Every validation-aware run writes a validation_spec.json artefact in the 10_validation/ stage directory. This JSON records:

mode — "validation" or "final_fit"
strategy — the validation strategy used
split_label — human-readable split identifier
holdout_source — "generated_validation", "authored_model_spec", or "none"
generated_holdout — whether the holdout mask was auto-generated
holdout_shape — shape of the holdout mask (without the actual data)
train_indices / test_indices — integer indices into the time axis
train_dates / test_dates — corresponding date values
validation_spec_version — current value 2
data_binding — source/execution coordinate fingerprints used to refresh or reject the split safely

The actual holdout mask is not stored in the JSON artefact (it can be large). It is reconstructed and injected into the model at runtime from the stored indices and the bound execution geometry.

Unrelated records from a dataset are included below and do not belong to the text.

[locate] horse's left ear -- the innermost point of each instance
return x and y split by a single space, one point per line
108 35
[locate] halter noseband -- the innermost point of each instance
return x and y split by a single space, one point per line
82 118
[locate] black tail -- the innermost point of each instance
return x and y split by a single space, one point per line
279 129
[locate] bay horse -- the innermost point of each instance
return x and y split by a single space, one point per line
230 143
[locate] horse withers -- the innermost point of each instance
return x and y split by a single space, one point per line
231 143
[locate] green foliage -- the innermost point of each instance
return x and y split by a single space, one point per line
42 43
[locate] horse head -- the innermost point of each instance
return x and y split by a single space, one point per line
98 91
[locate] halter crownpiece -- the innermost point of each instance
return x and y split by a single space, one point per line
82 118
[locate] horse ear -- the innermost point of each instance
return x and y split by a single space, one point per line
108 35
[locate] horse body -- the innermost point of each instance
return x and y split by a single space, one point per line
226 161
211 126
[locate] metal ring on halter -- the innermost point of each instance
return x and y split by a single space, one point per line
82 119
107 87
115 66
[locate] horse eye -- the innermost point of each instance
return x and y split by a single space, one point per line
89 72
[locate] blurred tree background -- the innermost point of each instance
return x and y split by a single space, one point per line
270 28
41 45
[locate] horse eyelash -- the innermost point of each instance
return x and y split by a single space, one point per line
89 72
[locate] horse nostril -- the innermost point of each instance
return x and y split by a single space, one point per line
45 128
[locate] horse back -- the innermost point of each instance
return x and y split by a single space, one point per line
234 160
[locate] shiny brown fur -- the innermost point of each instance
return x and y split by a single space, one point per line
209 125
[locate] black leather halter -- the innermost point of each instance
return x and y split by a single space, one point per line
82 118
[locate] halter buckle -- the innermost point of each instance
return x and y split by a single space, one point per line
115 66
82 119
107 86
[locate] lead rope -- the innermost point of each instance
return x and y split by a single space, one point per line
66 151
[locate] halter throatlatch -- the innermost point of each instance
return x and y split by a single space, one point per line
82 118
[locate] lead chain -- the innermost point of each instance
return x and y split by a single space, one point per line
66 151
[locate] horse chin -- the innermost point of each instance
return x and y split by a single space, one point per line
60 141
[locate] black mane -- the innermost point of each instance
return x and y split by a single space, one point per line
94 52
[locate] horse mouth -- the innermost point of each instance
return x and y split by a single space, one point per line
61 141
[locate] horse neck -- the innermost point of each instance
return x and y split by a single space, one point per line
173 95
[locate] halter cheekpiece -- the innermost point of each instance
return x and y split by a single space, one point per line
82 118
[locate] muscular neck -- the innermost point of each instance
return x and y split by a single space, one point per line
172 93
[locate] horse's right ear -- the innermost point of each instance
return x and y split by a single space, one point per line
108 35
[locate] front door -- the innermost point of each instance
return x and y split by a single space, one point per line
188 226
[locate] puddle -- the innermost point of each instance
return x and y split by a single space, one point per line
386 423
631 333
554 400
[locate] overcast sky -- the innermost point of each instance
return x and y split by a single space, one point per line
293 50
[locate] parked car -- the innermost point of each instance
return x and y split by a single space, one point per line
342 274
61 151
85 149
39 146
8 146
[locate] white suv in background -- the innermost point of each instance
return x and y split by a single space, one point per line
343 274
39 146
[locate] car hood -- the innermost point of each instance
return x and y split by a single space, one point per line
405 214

For rolling-origin validation, the execution geometry is intentionally bounded: split 1 fits only through split 1’s test window, split 2 fits only through split 2’s test window, and so on. Later source observations are invisible to earlier validation fits.

Interaction with model selection

Bayesian model selection (LOO/WAIC) is only available for runs where holdout_id is None — meaning full-sample fitted models and final-fit runs. Validation fits and authored-holdout runs write a model_selection_status.json artefact instead of LOO/WAIC outputs. See the model selection guide for details.

The design intent is that validation and model selection answer different questions. Validation holds out declared time periods before fitting. LOO/WAIC compare compatible full-sample or final-fit candidates using reconstructed pointwise likelihood. Both controls support the same agency requirement: a model choice should be defensible after the notebook is gone. See why meridian-tools exists for the full rationale.